Berufsgerichtsbarkeit

§ 32

Berufsgerichtliche Maßnahmen

(1) Gegen Mitglieder der Architektenkammer und Kapitalgesellschaften nach § 8 Abs. 1, die ihre Berufspflichten schuldhaft verletzen, kann ein berufsgerichtliches Verfahren durchgeführt werden. Das Gleiche gilt für auswärtige Berufsangehörige und auswärtige Berufsgesellschaften, die in der Bundesrepublik Deutschland nicht in einer Architekten- oder Stadtplanerliste oder in einem dem § 8 vergleichbaren Gesellschaftsverzeichnis eingetragen sind, wenn sie die in § 1 bezeichneten Tätigkeiten in Rheinland-Pfalz ausüben. Einem berufsgerichtlichen Verfahren steht nicht entgegen, dass der Vorstand der Architektenkammer wegen desselben Sachverhalts bereits nach § 24 eine Rüge erteilt hat; § 54 Abs. 2 HeilBG ist sinngemäß anzuwenden.

(2) Gegen die Mitglieder der Architektenkammer kann erkannt werden auf

1.

Verweis,

2.

Geldbuße bis dreißigtausend Euro,

3.

Entziehung des aktiven und passiven Berufswahlrechts für die Dauer von mindestens fünf bis höchstens zehn Jahren,

4.

Löschung der Eintragung in die Architektenliste.

Die in Satz 1 Nr. 2 und 3 aufgeführten Maßnahmen können nebeneinander verhängt werden.

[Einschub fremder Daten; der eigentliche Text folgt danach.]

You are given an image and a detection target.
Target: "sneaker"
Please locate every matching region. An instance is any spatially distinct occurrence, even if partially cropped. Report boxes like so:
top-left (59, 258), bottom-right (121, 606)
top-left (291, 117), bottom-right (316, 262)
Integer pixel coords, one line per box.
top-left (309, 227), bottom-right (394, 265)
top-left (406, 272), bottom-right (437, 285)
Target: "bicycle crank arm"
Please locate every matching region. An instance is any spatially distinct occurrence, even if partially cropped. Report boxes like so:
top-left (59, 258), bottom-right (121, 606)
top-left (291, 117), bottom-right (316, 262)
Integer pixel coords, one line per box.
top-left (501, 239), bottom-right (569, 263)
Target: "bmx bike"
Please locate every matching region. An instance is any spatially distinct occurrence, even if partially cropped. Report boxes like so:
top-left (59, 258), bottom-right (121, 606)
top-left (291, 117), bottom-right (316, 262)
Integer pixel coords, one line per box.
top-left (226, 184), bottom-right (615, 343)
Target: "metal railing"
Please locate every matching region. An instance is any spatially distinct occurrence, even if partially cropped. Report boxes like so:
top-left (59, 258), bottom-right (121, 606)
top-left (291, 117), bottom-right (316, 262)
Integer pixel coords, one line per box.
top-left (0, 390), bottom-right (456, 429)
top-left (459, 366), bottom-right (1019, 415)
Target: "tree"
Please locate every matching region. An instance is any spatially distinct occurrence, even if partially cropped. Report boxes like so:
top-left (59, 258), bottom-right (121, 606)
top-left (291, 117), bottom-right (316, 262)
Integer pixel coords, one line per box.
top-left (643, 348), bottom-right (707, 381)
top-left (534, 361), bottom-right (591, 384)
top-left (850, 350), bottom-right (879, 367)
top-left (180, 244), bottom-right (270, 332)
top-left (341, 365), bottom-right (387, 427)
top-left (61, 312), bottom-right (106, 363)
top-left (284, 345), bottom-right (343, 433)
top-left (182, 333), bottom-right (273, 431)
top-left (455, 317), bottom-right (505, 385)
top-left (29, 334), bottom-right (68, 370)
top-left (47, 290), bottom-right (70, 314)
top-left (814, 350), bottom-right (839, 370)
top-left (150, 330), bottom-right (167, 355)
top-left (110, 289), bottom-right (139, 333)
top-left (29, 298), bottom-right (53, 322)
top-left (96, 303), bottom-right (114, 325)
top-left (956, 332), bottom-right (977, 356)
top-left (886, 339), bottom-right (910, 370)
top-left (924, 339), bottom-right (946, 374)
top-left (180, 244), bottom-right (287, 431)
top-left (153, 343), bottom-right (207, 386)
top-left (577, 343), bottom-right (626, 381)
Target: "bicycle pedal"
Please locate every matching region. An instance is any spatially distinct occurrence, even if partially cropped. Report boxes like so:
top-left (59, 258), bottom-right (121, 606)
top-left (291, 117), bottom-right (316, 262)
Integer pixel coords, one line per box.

(3) Gegen die Kapitalgesellschaften nach § 8 Abs. 1 kann erkannt werden auf

1.

Verweis,

2.

Geldbuße bis sechzigtausend Euro,

3.

Löschung der Eintragung in das Gesellschaftsverzeichnis.

(4) Gegen die im Verzeichnis für auswärtige Berufsangehörige oder im Verzeichnis für auswärtige Berufsgesellschaften Eingetragenen kann außer den Maßnahmen nach Absatz 2 Nr. 1 und 2 oder Absatz 3 Nr. 1 und 2 das Verbot verhängt werden, die Berufsbezeichnung zu führen.

(5) Mitglieder der Architektenkammer, die im öffentlichen Dienst stehen, unterliegen hinsichtlich ihrer dienstlichen Tätigkeit nicht der Berufsgerichtsbarkeit.

§ 33

Berufsgerichte

(1) Berufsgerichte sind

1.

das Berufsgericht für Architektenberufe (§ 1 Abs. 1 bis 4), das dem Verwaltungsgericht Mainz angegliedert ist (Berufsgericht),

2.

das Landesberufsgericht für Architektenberufe (§ 1 Abs. 1 bis 4), das dem Oberverwaltungsgericht Rheinland-Pfalz angegliedert ist (Landesberufsgericht).

(2) Die Aufgaben der Geschäftsstelle der Berufsgerichte werden von der Geschäftsstelle der Gerichte wahrgenommen, denen die Berufsgerichte angegliedert sind. Die Kassengeschäfte obliegen der Landesjustizkasse Mainz.

§ 34

Besetzung der Berufsgerichte

(1) Das Berufsgericht entscheidet in der Besetzung mit

1.

einer auf Lebenszeit ernannten Richterin oder einem auf Lebenszeit ernannten Richter der allgemeinen Verwaltungsgerichtsbarkeit als vorsitzendes Mitglied und

2.

zwei Mitgliedern der Architektenkammer als ehrenamtliche beisitzende Mitglieder.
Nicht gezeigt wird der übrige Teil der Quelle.